There is nothing inherently wrong with asking probing questions during an interview.  It’s the hallmark of good reporting.  However, in her slope-side conversation with American skier Bode Miller NBC’s Christin Jacobs crossed the line.  She was insensitive, pushing the interview out of the realm of intense and into the arena of distasteful.

During his answer to a question asking what his bronze medal performance meant to him, Miller is the one who brought his recently deceased brother into the conversation.  The reporter followed up on the thread, but in so doing seized on the topic and didn’t know when to let it go.

A follow-up question that left him pausing to collect himself should have been the end of it.  Tears rolling down his cheeks should have been the signal that the interview was veering into the danger zone.

Yet, once, twice, three times the deeply personal questions oriented to his deceased sibling rained down on Miller, ultimately prompting him to hang his head, unable to continue, before crumpling to his knees.

Finally displaying some emotion, the reporter whispered an apology and placed her hand on his shoulder.  But it was too little too late–the damage was already done.

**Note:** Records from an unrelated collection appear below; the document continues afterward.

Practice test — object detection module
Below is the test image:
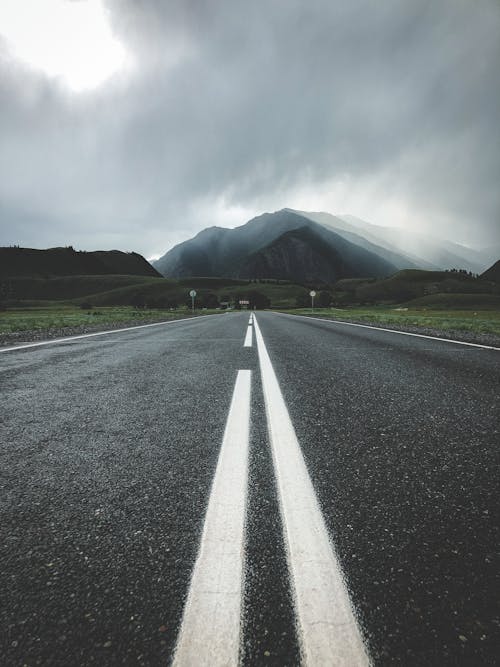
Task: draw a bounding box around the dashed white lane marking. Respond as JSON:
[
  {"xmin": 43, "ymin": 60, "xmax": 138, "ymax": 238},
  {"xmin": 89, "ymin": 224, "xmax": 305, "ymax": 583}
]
[
  {"xmin": 254, "ymin": 318, "xmax": 370, "ymax": 667},
  {"xmin": 283, "ymin": 313, "xmax": 500, "ymax": 352},
  {"xmin": 243, "ymin": 324, "xmax": 253, "ymax": 347},
  {"xmin": 0, "ymin": 315, "xmax": 217, "ymax": 353},
  {"xmin": 173, "ymin": 370, "xmax": 251, "ymax": 667}
]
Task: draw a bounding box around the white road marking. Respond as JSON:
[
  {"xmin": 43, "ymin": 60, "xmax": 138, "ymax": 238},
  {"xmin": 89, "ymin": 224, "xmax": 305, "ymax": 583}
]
[
  {"xmin": 0, "ymin": 315, "xmax": 214, "ymax": 353},
  {"xmin": 243, "ymin": 324, "xmax": 253, "ymax": 347},
  {"xmin": 173, "ymin": 370, "xmax": 252, "ymax": 667},
  {"xmin": 254, "ymin": 318, "xmax": 370, "ymax": 667},
  {"xmin": 283, "ymin": 313, "xmax": 500, "ymax": 352}
]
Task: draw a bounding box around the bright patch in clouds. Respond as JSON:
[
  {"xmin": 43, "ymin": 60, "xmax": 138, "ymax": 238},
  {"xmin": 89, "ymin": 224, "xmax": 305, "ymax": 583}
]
[{"xmin": 0, "ymin": 0, "xmax": 127, "ymax": 92}]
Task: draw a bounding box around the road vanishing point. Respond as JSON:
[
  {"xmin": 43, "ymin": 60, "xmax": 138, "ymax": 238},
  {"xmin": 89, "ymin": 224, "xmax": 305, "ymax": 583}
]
[{"xmin": 0, "ymin": 312, "xmax": 500, "ymax": 667}]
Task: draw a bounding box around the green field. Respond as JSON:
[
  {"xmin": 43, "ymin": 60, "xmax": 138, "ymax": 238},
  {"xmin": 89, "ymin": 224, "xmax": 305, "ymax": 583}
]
[
  {"xmin": 0, "ymin": 305, "xmax": 220, "ymax": 334},
  {"xmin": 286, "ymin": 306, "xmax": 500, "ymax": 338}
]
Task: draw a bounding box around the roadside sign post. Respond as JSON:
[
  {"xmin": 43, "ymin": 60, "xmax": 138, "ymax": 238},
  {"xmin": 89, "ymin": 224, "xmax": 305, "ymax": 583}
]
[
  {"xmin": 309, "ymin": 290, "xmax": 316, "ymax": 313},
  {"xmin": 189, "ymin": 290, "xmax": 196, "ymax": 313}
]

And the cameras stayed focused on Miller the entire time, even when he and the interview fell apart.  This scene was disquieting.  It was awkward.  And it should not have happened.

In their attempts to “report the story,” and with help from the white hot lights of the camera, many journalists forget that the subjects of their interview aren’t actually “subjects”–they are people.  People with emotions.  People whose lives can be significantly impacted by what is broadcast on T.V., especially when beamed into the homes of tens of millions of people.

For his part, Miller showed he was a class act.  In the hours that followed, after social media erupted in an uproar over the reporter’s behavior, he actually took to Twitter to defend his questioner. Asked later in an interview, he reiterated that he did not believe that she had ill intent.

Hopefully this interview will serve as a warning to other journalists who sometimes seem to forget that their actions have consequences.  It is also a reminder to all of us that behind every news story are actual lives and real people with feelings.  They deserve to be treated with respect and left with some measure of dignity intact once the fifteen seconds are over and the daily dose of news has been gathered.